Dans ce contexte, les élections municipales de novembre s’annoncent très compliquées. Il y a fort à parier que le camp chaviste perde un nombre conséquent de villes, ce qui affaiblirait encore un peu plus le processus. Au moment où la révolution semble chercher un second souffle, les problèmes du quotidien refont surface. L’inflation galopante de 20 % par an, l’insécurité, le problème des ordures, du chômage, de la corruption sont autant d’éléments qui contribuent à peser sur le processus et qui joueront un rôle prépondérant au moment de mettre un bulletin dans l’urne. Certes, ces problèmes ne sont pas nés avec la révolution bolivarienne et sont hérités de l’ancienne république, toutefois, les chavistes doivent à la fois pouvoir répondre sur les questions liées aux conditions de vie tout en continuant à proposer un autre projet de société.

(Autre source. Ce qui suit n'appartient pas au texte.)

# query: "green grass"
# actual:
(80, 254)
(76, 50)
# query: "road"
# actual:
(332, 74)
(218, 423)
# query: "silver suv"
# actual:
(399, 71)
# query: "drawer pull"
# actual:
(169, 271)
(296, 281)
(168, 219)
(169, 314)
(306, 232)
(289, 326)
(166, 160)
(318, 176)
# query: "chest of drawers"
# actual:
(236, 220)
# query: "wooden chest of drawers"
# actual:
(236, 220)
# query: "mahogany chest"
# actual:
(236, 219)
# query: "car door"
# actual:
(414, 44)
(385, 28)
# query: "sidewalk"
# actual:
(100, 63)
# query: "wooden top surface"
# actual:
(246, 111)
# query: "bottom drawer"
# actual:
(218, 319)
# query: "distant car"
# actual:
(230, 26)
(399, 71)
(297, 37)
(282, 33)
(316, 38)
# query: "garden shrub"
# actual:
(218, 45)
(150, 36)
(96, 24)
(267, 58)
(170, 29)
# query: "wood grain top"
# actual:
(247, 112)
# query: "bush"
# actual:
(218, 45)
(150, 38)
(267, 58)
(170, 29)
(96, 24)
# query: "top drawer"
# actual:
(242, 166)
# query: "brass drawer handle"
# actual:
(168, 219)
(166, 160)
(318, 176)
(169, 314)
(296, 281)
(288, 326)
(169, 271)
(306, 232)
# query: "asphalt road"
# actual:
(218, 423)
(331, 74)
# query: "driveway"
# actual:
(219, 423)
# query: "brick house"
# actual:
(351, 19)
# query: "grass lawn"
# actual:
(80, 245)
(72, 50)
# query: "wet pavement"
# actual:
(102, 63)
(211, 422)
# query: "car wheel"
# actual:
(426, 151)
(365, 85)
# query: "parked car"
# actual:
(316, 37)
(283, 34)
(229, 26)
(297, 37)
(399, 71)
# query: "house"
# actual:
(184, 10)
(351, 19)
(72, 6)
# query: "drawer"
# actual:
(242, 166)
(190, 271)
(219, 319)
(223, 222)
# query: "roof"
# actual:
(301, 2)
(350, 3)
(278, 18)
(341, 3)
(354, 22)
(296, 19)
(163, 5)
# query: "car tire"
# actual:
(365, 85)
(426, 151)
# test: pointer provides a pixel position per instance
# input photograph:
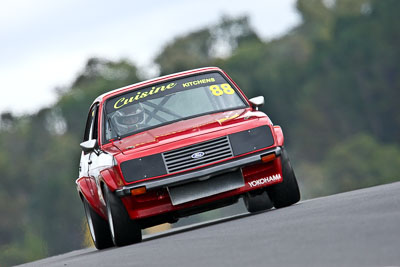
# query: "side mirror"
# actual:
(89, 145)
(257, 101)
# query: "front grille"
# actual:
(181, 159)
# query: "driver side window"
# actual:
(91, 128)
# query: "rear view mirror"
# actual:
(257, 101)
(89, 146)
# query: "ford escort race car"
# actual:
(174, 146)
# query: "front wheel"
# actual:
(124, 231)
(286, 193)
(98, 227)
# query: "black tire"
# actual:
(124, 231)
(257, 203)
(98, 227)
(286, 193)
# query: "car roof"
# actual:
(155, 81)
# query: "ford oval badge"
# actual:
(197, 155)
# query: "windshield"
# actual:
(149, 107)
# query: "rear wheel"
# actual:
(124, 231)
(98, 227)
(256, 203)
(286, 193)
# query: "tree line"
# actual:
(332, 83)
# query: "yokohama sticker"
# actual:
(265, 180)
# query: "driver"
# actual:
(129, 118)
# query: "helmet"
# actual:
(129, 118)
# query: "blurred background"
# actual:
(329, 70)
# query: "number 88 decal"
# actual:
(226, 89)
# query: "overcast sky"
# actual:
(45, 43)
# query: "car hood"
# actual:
(162, 138)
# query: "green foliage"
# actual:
(360, 161)
(332, 83)
(202, 47)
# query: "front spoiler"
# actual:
(199, 175)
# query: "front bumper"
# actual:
(201, 174)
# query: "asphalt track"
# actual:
(358, 228)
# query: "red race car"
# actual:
(174, 146)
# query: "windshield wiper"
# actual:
(113, 128)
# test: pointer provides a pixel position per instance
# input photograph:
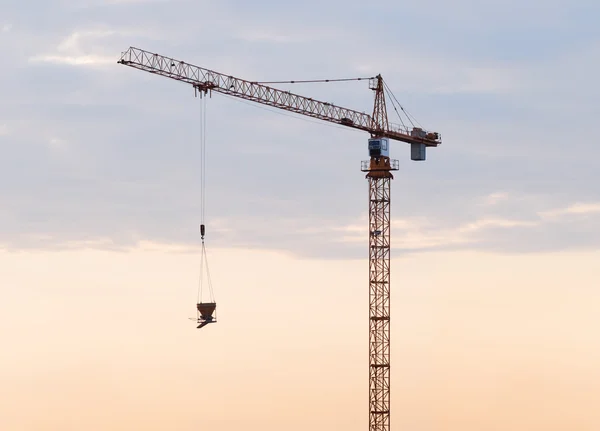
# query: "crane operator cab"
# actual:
(379, 147)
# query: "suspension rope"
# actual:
(203, 257)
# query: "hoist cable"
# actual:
(311, 81)
(394, 106)
(408, 115)
(203, 256)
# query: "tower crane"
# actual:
(378, 170)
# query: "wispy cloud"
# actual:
(83, 48)
(579, 209)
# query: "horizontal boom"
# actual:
(207, 80)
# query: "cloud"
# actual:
(83, 48)
(132, 166)
(577, 209)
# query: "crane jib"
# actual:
(207, 80)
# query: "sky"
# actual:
(495, 238)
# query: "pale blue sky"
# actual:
(96, 151)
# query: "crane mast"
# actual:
(378, 170)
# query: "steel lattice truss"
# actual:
(207, 80)
(379, 303)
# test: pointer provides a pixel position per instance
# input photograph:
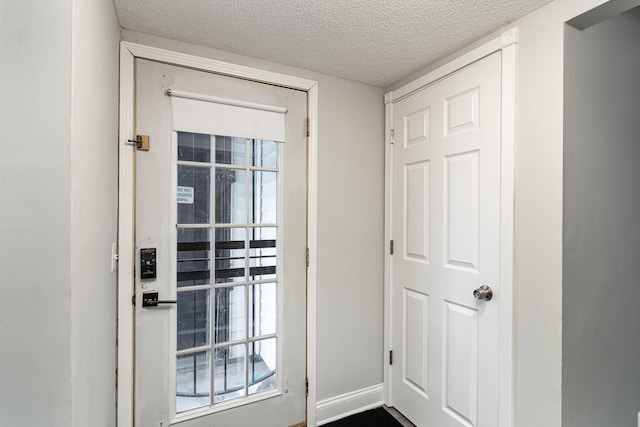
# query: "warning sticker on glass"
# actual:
(185, 195)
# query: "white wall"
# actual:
(94, 180)
(539, 197)
(601, 344)
(350, 222)
(35, 71)
(58, 174)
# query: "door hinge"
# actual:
(141, 142)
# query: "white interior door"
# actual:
(220, 210)
(446, 224)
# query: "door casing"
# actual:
(507, 45)
(126, 207)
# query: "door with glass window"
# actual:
(220, 208)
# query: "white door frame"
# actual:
(126, 254)
(506, 44)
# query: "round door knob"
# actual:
(483, 293)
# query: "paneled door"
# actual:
(445, 269)
(220, 234)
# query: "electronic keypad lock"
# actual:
(147, 263)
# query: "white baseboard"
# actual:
(337, 407)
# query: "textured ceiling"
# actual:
(372, 41)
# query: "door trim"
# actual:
(506, 43)
(126, 254)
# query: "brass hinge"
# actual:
(141, 142)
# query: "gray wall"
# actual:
(35, 217)
(350, 222)
(94, 189)
(601, 239)
(539, 203)
(58, 170)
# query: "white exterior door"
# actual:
(446, 230)
(220, 237)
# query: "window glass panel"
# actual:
(264, 189)
(194, 147)
(263, 253)
(262, 366)
(264, 153)
(194, 257)
(193, 319)
(193, 381)
(230, 314)
(262, 309)
(231, 150)
(231, 255)
(229, 373)
(231, 202)
(194, 204)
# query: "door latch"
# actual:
(141, 142)
(150, 299)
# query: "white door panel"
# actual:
(446, 211)
(226, 215)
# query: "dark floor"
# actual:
(379, 417)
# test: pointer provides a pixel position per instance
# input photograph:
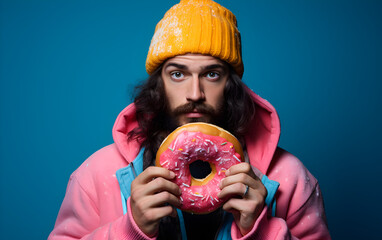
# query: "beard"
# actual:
(176, 117)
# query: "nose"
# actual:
(196, 91)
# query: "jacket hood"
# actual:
(261, 140)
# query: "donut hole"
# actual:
(200, 169)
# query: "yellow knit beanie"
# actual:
(196, 26)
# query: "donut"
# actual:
(205, 142)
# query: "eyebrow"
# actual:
(209, 67)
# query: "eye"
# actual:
(176, 75)
(213, 75)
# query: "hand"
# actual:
(152, 194)
(245, 208)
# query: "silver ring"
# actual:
(246, 190)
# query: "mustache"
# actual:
(191, 106)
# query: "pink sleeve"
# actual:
(78, 219)
(308, 222)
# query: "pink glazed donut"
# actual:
(205, 142)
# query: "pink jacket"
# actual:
(92, 207)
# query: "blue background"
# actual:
(67, 68)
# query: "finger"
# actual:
(235, 189)
(162, 199)
(162, 185)
(238, 178)
(244, 212)
(241, 168)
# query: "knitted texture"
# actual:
(196, 26)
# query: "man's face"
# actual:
(194, 86)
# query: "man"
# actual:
(195, 68)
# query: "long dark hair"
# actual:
(154, 122)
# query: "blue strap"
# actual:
(271, 187)
(126, 175)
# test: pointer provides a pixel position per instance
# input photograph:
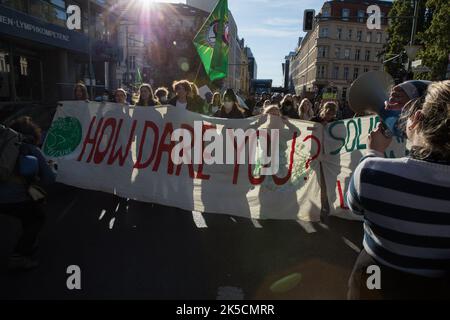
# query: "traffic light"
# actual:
(308, 20)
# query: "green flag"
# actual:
(212, 42)
(138, 77)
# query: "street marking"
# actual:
(66, 210)
(351, 245)
(230, 293)
(256, 224)
(102, 214)
(324, 226)
(199, 220)
(307, 226)
(111, 223)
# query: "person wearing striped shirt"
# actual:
(406, 206)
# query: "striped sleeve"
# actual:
(354, 190)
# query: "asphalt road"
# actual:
(133, 250)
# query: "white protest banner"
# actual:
(127, 151)
(345, 143)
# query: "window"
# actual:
(378, 37)
(344, 94)
(361, 15)
(346, 73)
(337, 53)
(322, 52)
(5, 85)
(339, 33)
(131, 40)
(345, 14)
(132, 62)
(321, 72)
(355, 73)
(23, 66)
(324, 32)
(377, 57)
(359, 35)
(336, 72)
(326, 12)
(347, 53)
(27, 75)
(4, 61)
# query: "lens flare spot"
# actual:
(286, 284)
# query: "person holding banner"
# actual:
(406, 91)
(162, 95)
(80, 92)
(288, 107)
(22, 196)
(305, 110)
(230, 108)
(146, 96)
(199, 104)
(406, 206)
(120, 96)
(184, 97)
(327, 113)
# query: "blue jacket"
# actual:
(15, 190)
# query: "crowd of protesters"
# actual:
(404, 202)
(185, 94)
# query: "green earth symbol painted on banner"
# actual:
(63, 137)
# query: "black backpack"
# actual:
(10, 143)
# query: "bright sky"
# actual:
(271, 29)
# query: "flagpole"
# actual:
(198, 71)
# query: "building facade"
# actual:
(287, 74)
(339, 48)
(252, 65)
(41, 59)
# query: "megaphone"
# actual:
(369, 94)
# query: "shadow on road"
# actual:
(148, 251)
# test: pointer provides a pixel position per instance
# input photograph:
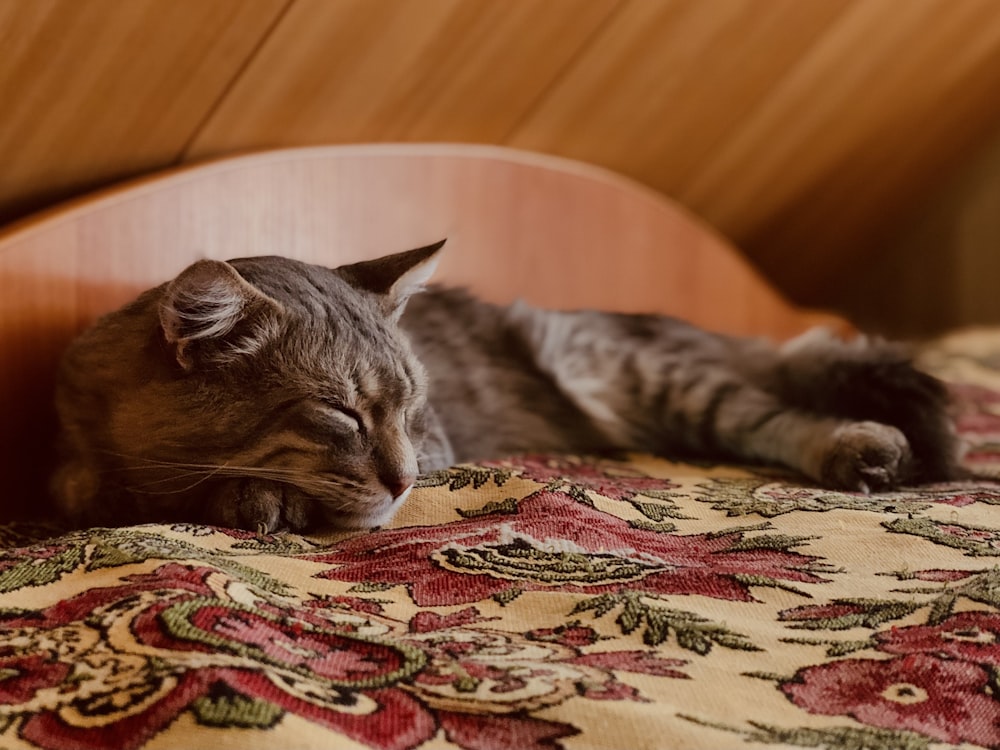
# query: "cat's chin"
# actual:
(361, 521)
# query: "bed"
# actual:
(534, 601)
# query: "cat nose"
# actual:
(397, 485)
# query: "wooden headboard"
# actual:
(554, 232)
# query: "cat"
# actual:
(266, 393)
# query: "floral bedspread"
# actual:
(536, 602)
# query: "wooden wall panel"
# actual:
(799, 129)
(805, 130)
(92, 91)
(401, 70)
(669, 83)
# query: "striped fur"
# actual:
(267, 393)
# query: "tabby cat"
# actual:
(266, 393)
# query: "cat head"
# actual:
(259, 392)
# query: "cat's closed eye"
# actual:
(323, 417)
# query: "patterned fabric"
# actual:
(537, 602)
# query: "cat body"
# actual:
(267, 393)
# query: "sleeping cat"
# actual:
(266, 393)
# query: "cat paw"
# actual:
(865, 457)
(260, 506)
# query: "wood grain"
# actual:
(555, 233)
(400, 70)
(806, 131)
(99, 90)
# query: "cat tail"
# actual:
(872, 379)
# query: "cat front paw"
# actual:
(866, 457)
(258, 505)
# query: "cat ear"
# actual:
(394, 277)
(210, 309)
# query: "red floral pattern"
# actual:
(552, 541)
(945, 700)
(536, 602)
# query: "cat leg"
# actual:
(870, 379)
(257, 505)
(719, 414)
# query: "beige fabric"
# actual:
(536, 602)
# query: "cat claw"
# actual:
(866, 457)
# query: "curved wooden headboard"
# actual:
(554, 232)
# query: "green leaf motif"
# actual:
(659, 511)
(459, 477)
(507, 507)
(829, 738)
(505, 597)
(38, 566)
(770, 498)
(639, 610)
(975, 541)
(236, 711)
(860, 613)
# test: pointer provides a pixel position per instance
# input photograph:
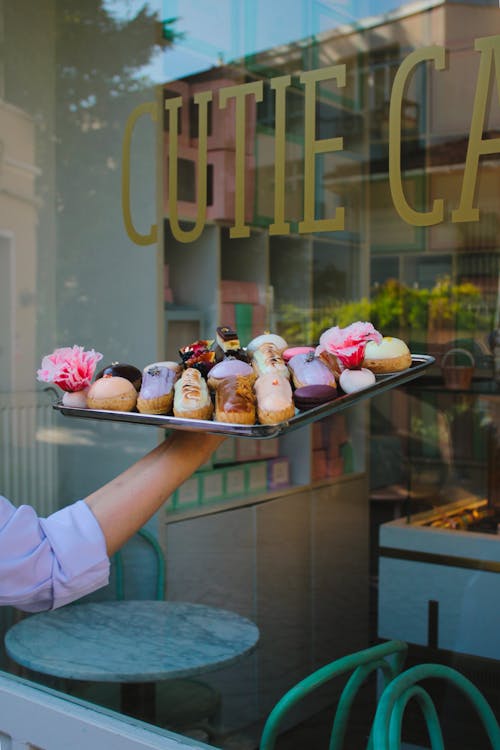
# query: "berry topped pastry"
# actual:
(199, 355)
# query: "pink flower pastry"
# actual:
(70, 368)
(348, 344)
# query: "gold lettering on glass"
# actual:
(407, 213)
(240, 93)
(477, 146)
(139, 239)
(280, 85)
(313, 147)
(172, 106)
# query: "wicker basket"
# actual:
(457, 377)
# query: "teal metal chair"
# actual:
(405, 687)
(387, 658)
(183, 703)
(119, 570)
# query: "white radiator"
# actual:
(28, 459)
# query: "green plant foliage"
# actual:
(394, 308)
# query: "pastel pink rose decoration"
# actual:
(348, 344)
(71, 368)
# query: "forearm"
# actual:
(127, 502)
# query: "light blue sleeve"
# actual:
(48, 562)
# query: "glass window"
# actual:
(168, 168)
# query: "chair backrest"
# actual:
(388, 658)
(120, 566)
(404, 687)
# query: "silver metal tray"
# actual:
(420, 362)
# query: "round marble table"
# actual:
(131, 642)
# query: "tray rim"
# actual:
(420, 362)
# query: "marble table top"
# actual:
(130, 641)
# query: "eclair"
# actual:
(157, 391)
(191, 396)
(113, 393)
(235, 401)
(306, 369)
(230, 367)
(274, 398)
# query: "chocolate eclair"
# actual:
(235, 401)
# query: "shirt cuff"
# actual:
(81, 563)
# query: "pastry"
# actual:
(274, 398)
(157, 391)
(199, 355)
(227, 339)
(293, 350)
(235, 401)
(129, 372)
(191, 396)
(348, 344)
(352, 381)
(306, 369)
(267, 338)
(309, 396)
(331, 361)
(390, 355)
(230, 367)
(113, 393)
(176, 367)
(267, 359)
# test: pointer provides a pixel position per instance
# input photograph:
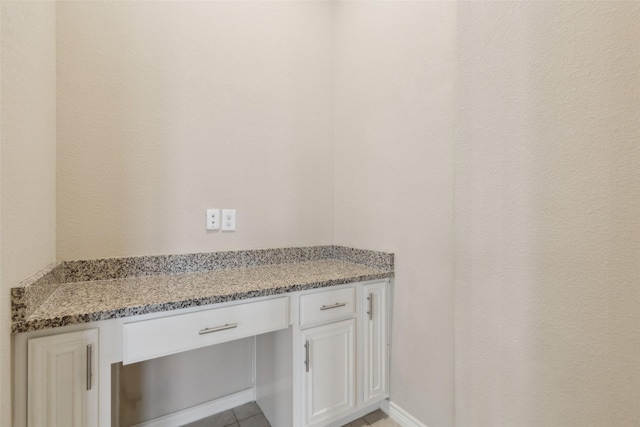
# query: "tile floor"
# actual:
(250, 415)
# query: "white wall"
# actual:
(27, 168)
(168, 108)
(547, 225)
(394, 130)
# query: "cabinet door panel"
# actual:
(330, 380)
(375, 342)
(61, 388)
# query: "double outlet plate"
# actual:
(227, 222)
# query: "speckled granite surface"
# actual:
(86, 291)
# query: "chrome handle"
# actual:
(89, 366)
(306, 355)
(218, 328)
(336, 305)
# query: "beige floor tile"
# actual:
(385, 422)
(247, 410)
(223, 419)
(360, 422)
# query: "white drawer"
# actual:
(148, 339)
(327, 305)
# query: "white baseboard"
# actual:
(204, 410)
(399, 415)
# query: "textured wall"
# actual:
(167, 108)
(547, 225)
(394, 114)
(27, 169)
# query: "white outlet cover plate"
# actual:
(228, 220)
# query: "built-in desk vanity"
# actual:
(320, 317)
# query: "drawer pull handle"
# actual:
(218, 328)
(89, 366)
(306, 355)
(336, 305)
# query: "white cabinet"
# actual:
(329, 375)
(62, 386)
(375, 337)
(343, 341)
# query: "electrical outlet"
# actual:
(213, 219)
(228, 220)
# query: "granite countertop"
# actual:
(85, 291)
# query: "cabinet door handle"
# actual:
(336, 305)
(218, 328)
(89, 366)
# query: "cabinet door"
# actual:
(329, 375)
(62, 388)
(375, 381)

Depuis dix ans, la révolution continue d’être sans cesse attaquée par la bureaucratie capitaliste, ce qui lui impose de résoudre les problèmes stratégiques de l’industrialisation et de la nationalisation, du développement de l’agro-industrie dans les campagnes, et surtout de la banque privée qui contrôle encore les finances publiques et les taux d’intérêt de l’emprunt (qui est de l’ordre de 32 %). Si le camp bolivarien ne prend pas ces problèmes à bras-le-corps, les villes de Ciudad Guyana (le plus important bassin sidérurgique du Venezuela), de Puerto La Cruz (ville pétrolière), de Valencia (principale ville industrielle du pays) et même de Caracas, la capitale, peuvent être perdues, et au-delà mettre un coup d’arrêt à la révolution.

Aussi, plus que jamais il est important de défendre le processus bolivarien. Bien sûr celui-ci connaît des errements, des dérives condamnables telles celles que nous avons pu développer ci-dessus, et nous n’aurons de cesse de les condamner. Néanmoins, il convient de répéter avec force que la révolution bolivarienne reste de loin, et malgré ses erreurs, le phénomène le plus intéressant existant à ce jour sur la planète. De lui dépend l’équilibre de toute la région andine et caribéenne. Si un coup fatal lui était porté, les processus bolivien et équatorien s’effondreraient. C’est l’expérience cubaine qui prendrait fin. Malgré des avancées incontestables au bénéfice des couches les plus défavorisées, la lourdeur bureaucratique de l’appareil d’État ainsi que le contexte continental pèsent énormément. Voilà pourquoi il est important de suivre et de soutenir le mouvement social vénézuélien. Certes, celui-ci reste affaibli et divisé. Mais c’est sa capacité à s’unir qui permettra de donner un second souffle à la révolution et radicalisera un processus qui est encore et toujours trop dépendant de la seule figure d’Hugo Chavez.